In summary, the temperatures derived by clumped isotope thermometry from the glendonites and concretions record a snapshot of low (c. 5 °C) bottom water temperatures during the Early Eocene that cannot be explained by diagenetic effects, and are consistent with current natural ikaite-bearing sites. Together with SSTs (representing a longer time span) of 8–15 °C derived from our TEX86 data, this study indicates that seawater temperature profiles in the Danish Basin are seemingly contrary to global temperature reconstructions for the earliest Eocene, on both short and long timescales. When coupled with observations of multiple glendonite-bearing horizons in Svalbard, and given a lack of similar findings in the Arctic during this time, it is evident that this observed cooling is a regional phenomenon. Multiple eruptive phases of the nearby North Atlantic Igneous Province have been proposed as the driver for such cooling, which resulted in much colder winters and triggered short-duration density-driven cascading events that brought cold water to the seafloor and promoted the growth of ikaite in the 45 °N Danish Basin.
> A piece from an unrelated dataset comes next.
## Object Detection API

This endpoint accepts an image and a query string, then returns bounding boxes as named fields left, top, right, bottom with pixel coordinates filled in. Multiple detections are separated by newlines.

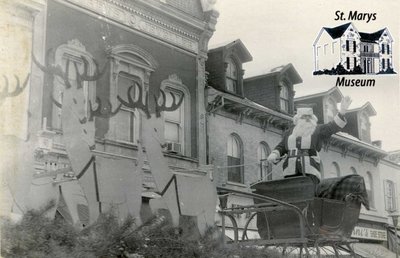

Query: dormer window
left=279, top=84, right=289, bottom=113
left=226, top=58, right=238, bottom=93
Whilst beyond the scope of this study, assessment of temperature changes across the glendonite-bearing horizons and into these thicker NAIP ash horizons, and high-resolution GCM simulations, are recommend for future studies to assess the magnitude and extent of such cold episodes.
Methods
Sample collection and preparation
The glendonites are found associated with carbonate concretions in the Fur Formation diatomite, close to or within ash horizons, in three intervals in the succession, namely, at or close to the +15 to +19 ash horizons, at the +51 horizon, and between the +60 to +62 layers (Fig. 2). They may be up to 1.5 m in diameter, and are found either within concretions or on their own. Glendonite and concretion samples were provided from the Museum Mors collection by Bo Pagh Schultz and Henrik Madsen. Samples of diatomite and volcanic ash were collected at the Ejerslev quarry, Mors.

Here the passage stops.